Financial assets and liabilities are offset and the net amounts presented in the financial statements when there is a legally enforceable right to set off the recognised amounts and there is an intention to settle on a net basis or to realise the asset and settle the liability simultaneously.

Equity instruments
Equity instruments issued by the company are recorded at the fair value of cash or other resources received or receivable, net of direct issue costs. If payment is deferred and the time value of money is material, the initial measurement is on a present value basis. Dividends payable on equity instruments are recognised as liabilities once they are no longer at the discretion of the company.

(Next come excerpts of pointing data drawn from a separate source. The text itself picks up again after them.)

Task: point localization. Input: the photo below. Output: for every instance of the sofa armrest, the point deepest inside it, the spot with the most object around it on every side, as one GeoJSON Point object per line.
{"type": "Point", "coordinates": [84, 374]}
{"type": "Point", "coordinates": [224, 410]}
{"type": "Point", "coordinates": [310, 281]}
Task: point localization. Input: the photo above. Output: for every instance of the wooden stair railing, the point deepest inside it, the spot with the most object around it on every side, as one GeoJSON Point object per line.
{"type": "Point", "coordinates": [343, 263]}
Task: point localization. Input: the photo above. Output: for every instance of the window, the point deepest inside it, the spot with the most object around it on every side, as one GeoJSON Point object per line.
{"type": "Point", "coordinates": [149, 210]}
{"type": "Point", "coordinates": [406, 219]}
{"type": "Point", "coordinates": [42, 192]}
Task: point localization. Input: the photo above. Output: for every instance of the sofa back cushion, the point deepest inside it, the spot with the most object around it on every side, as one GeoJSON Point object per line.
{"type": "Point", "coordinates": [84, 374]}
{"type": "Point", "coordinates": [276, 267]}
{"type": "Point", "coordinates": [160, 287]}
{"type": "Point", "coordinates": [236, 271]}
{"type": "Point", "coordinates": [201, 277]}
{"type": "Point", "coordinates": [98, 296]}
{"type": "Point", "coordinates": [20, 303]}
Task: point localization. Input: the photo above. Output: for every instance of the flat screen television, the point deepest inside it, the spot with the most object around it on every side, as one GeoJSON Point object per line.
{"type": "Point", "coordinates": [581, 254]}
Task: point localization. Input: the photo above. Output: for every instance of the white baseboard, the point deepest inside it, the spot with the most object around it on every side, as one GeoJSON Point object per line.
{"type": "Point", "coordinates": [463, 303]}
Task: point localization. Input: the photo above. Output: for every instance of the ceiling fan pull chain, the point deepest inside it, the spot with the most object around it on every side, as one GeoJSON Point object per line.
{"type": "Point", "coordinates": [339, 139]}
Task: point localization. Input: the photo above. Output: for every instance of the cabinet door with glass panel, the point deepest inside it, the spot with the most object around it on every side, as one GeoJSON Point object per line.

2. Critical accounting judgements and key sources of estimation uncertainty

In the application of the company’s accounting policies, the directors are required to make judgements that have a significant impact on the amounts recognised. The following are the critical judgements that the directors have made in the process of applying the company’s accounting policies and that have the most significant effect on the amounts recognised in the financial statements.

3. Employees

2023 2022
Number Number
Monthly average number of persons employed by the company during the year, including directors 4 4

4. Tangible assets

Plant and machinery etc. Total
£ £
Cost
At 01 November 2022 18,504 18,504
At 31 October 2023 18,504 18,504
Accumulated depreciation
At 01 November 2022 16,964 16,964
Charge for the financial year 231 231
At 31 October 2023 17,195 17,195
Net book value
At 31 October 2023 1,309 1,309
At 31 October 2022 1,540 1,540

5. Debtors

2023 2022
£ £
Other debtors 320,473 316,595

6. Creditors: amounts falling due within one year

2023 2022
£ £
Trade creditors 5,319 0
Taxation and social security 16,675 16,675
Other creditors 248,993 253,761
270,987 270,436

7. Creditors: amounts falling due after more than one year

2023 2022
£ £
Other creditors 1,220,000 1,220,000

8. Related party transactions

Other related party transactions

2023 2022
£ £
Amounts due from companies under common control 180,717 173,879

9. Balance sheet

There is insufficient documentation available to support the valuation and accuracy of the assets on the balance sheet or the accuracy and completeness of the liabilities.